When you do something like a<-cond_apple[,,1] then indeed you will get a logical array as cond_apple is a logical array. In my code, I use it do index into the right positions of y (so I only use it as an intermediate step), in the end it is the y variable (or summaries thereof) which you need to compute.

raytong · September 4, 2019, 12:14pm

Hi @kimhjin33. Yes. -3:1 is to mimic your data and res is the result array.

For your code, cannot use mydata[is.na(mydata)] <- "NA" because it will make the array from numeric to character which will affect the following steps, so just skip the code and let the NA as numeric.

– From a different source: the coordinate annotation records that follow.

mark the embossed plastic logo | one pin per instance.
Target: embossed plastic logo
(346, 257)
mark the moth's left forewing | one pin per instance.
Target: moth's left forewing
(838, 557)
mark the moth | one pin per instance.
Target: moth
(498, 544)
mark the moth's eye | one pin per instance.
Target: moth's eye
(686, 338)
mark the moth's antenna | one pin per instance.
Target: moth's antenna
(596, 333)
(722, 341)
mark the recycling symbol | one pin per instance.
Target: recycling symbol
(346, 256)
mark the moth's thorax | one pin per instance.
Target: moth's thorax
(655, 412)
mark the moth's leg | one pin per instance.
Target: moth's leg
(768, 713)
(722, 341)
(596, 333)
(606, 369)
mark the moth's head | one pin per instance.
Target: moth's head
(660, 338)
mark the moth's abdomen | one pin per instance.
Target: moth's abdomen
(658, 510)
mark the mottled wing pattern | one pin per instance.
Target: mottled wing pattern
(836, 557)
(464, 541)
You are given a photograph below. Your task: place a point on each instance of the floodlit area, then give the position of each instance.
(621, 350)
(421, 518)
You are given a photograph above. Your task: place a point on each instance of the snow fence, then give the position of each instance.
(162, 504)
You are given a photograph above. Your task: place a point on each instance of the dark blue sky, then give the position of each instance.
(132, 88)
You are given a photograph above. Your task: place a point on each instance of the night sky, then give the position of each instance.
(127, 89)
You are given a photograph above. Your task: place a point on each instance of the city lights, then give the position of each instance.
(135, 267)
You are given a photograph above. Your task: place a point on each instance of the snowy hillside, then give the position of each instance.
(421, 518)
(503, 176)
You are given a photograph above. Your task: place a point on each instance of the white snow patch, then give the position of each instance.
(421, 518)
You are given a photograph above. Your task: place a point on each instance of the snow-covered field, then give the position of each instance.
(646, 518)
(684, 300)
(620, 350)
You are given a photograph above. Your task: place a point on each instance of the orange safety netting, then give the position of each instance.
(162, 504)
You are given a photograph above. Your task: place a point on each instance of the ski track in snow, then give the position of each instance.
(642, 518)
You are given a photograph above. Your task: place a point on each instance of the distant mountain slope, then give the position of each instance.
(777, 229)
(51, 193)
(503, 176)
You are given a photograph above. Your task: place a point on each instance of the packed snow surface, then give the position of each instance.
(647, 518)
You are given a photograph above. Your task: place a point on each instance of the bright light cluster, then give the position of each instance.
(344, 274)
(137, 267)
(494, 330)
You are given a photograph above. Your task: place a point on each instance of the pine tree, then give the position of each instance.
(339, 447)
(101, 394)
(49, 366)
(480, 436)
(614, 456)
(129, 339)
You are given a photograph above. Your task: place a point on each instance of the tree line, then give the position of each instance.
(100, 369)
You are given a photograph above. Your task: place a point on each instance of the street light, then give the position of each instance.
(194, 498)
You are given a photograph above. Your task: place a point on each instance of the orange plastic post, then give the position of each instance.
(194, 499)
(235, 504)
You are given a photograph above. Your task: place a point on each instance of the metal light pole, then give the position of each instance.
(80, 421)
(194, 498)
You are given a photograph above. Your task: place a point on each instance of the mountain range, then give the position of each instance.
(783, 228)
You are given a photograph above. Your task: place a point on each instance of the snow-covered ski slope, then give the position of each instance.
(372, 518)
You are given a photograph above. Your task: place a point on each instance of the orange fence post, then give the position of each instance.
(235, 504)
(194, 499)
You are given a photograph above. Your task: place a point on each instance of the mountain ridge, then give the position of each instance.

In the for loop, add an if statement of is.na to get rid of NA value. All if statement within else cannot trigger the following else statement.

else{
if(mydata[i,j,k]>0 & mydata[i,j,k]<=1)
classified[i,j,k]=="peach"
}
else{...

So, move the if statement immediately after else form an else if statement

for (i in 1:720){
  for (j in 1:360){
    for (k in 1:349){
      if(is.na(mydata[i,j,k])) {
        classified[i,j,k]==NA
      } 
      else if (mydata[i,j,k]>1){
        classified[i,j,k]=="irrelevant"
      }
      else if (mydata[i, j, k] > 0 & mydata[i, j, k] <= 1) {
        classified[i, j, k] == "peach"
      }
      else if (mydata[i, j, k] > -1.0 & mydata[i, j, k] <= 0) {
        classified[i, j, k] == "pear"
      }
      else if (mydata[i, j, k] > -2.0 & mydata[i, j, k] <= -1.0) {
        classified[i, j, k] == "orange"
      }
      else {
        classified[i, j, k] == "apple"
      }
    }
  }
}

And the remaining code should be okay but a little bit complicated.

kimhjin33 · September 5, 2019, 6:31am

Thanks for the clarification @raytong.

My code is "running" but not the way I want it to. The values that are supposed to be peach are turning up to be apple, and apple turning up to be peach. I have some irrelevants for the positive values, and no pears nor oranges whatsoever even though I checked my data and there are many which should fall into the pear or orange category.

Are my logical operators incorrectly defined? R doesn't seem to be able to read my data properly and determine that -1.6 should be pear and not apple.

raytong · September 5, 2019, 9:16am

According to your script, -1.6 should be orange and not pear.

system · September 26, 2019, 9:16am

This topic was automatically closed 21 days after the last reply. New replies are no longer allowed.